Di sisi lain, kedua kubu menanggapi hasil perhitungan cepat dengan statment berbeda-beda, Moeldoko misalnya mengatakan jangan dulu berpikir ada kecurangan.
Sementara di Prabowo mengungkapkan banyak pendukung Prabowo yang merasa dirugikan karena tidak dapat memilih akibat terkendala berbagai alasan. Tentu maksud Prabowo ada kecurangan di pihak penyelenggaran dengan sangaj membuat pendukungnya tidak memilih.
Faktanya, memang benar. Ada jutaan orang dipastikan tidak bisa menyalurkan hak pilihnya karena kekurangan surat suara. Surat suara dicetak berdasarkan daftar pemilih tetap (DPT) ditambah 2 persen surat suara.

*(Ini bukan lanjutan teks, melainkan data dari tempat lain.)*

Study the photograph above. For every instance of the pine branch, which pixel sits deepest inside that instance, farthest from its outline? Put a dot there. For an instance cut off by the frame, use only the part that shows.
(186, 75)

Ternyata banyak warga yang menggunakan KTP berbondong-bondong ke TPS untuk memilih. Parahnya, banyak warga pemegang C6 dan A5 tidak dapat memilih karena surat suara tidak mencukupi.

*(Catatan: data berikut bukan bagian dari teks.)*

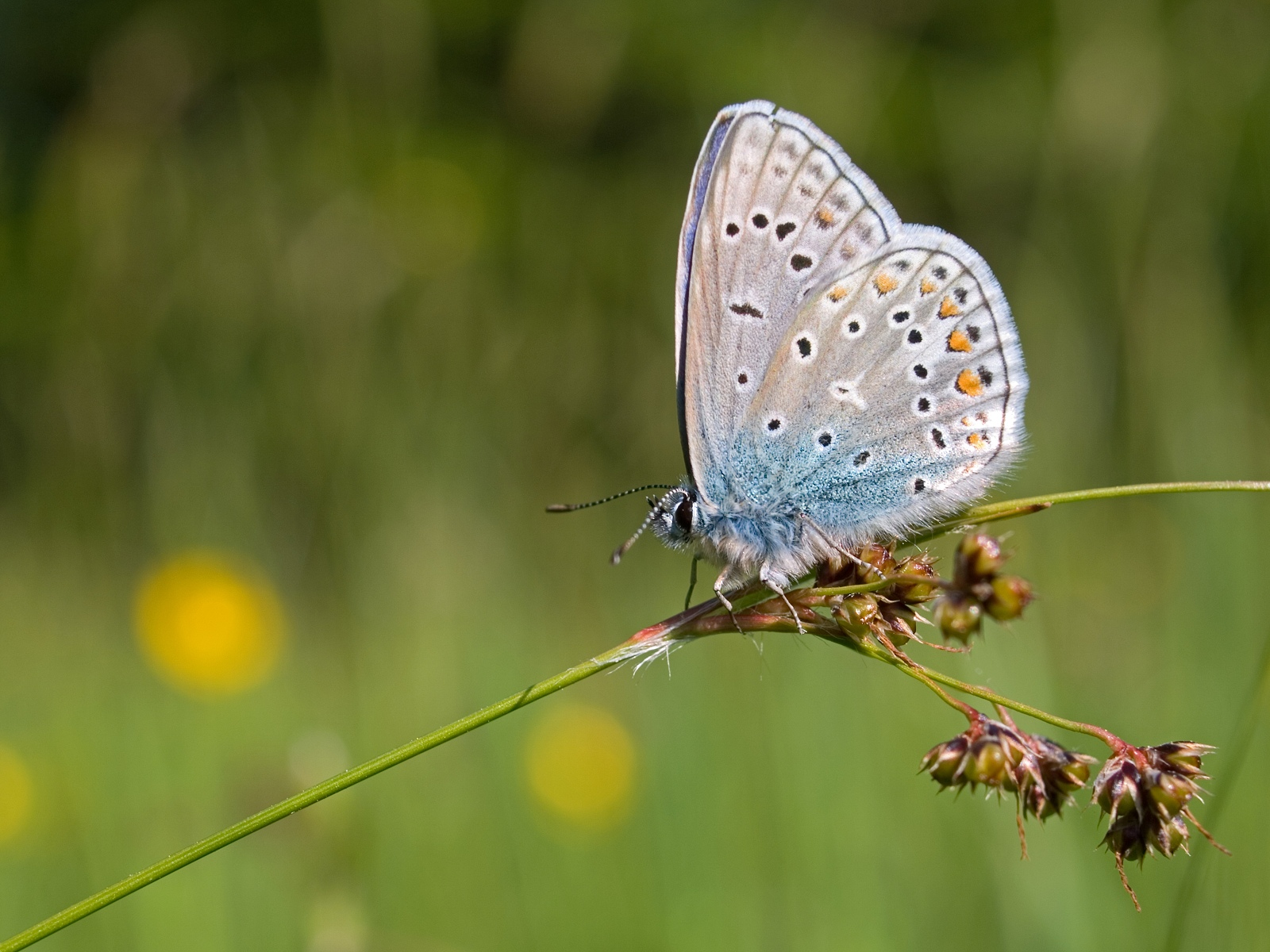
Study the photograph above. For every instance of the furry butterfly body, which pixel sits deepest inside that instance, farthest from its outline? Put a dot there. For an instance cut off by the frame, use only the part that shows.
(841, 374)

Artinya, dimungkin warga itu adalah pendukung Prabowo-Sandi, bisa juga Jokwo-Ma'ruf Amin. Menebak apakah itu mereka atau tidak, sulit sekali. Gimik dan bahasa tubuh menunjukkan orang yang sedang mempertahankan sesuatu. Di sisi lain, protes berapi-api memaksanakan diri memilih agar Prabowo tidak kalah. Semuanya itu bisa saja terjadi.

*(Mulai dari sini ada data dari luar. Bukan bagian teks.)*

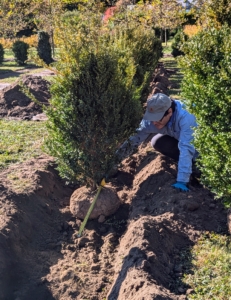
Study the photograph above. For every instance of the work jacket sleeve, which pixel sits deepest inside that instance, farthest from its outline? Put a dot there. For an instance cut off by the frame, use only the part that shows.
(187, 123)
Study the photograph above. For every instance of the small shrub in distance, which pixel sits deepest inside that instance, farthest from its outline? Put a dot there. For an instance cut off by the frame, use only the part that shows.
(44, 47)
(20, 50)
(179, 39)
(1, 54)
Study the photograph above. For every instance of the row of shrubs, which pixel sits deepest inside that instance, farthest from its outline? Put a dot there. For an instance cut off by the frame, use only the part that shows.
(32, 41)
(20, 50)
(206, 65)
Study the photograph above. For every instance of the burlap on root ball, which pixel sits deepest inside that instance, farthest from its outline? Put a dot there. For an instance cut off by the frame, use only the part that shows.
(107, 203)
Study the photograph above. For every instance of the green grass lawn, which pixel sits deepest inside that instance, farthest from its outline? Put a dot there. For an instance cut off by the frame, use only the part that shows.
(20, 141)
(211, 265)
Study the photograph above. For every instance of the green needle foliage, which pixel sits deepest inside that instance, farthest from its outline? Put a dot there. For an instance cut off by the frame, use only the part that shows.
(207, 86)
(211, 266)
(96, 96)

Menariknya, pemberitaan di media didominasi klaim kemenangan Prabowo-Sandi. Sementara di kubu Jokowi-Ma'ruf hanya segelintir elit yang menanggapi hasil kemenangan menurut quick count. Entah ada instruksi untuk tidak menanggapi lebih dulu sebelum ada hasil resmi KPU, atau sengaja memancing Prabowo bernyanyi ditengah kekalahannya, setelah itu ditajatuhkan.
Bahkan bisa saja, keriaan dan dominasi Prabowo merupakan sikap ingin membuktikan kepada masyarakat adanya kecurangan dalam pemilu dan perhitungannya.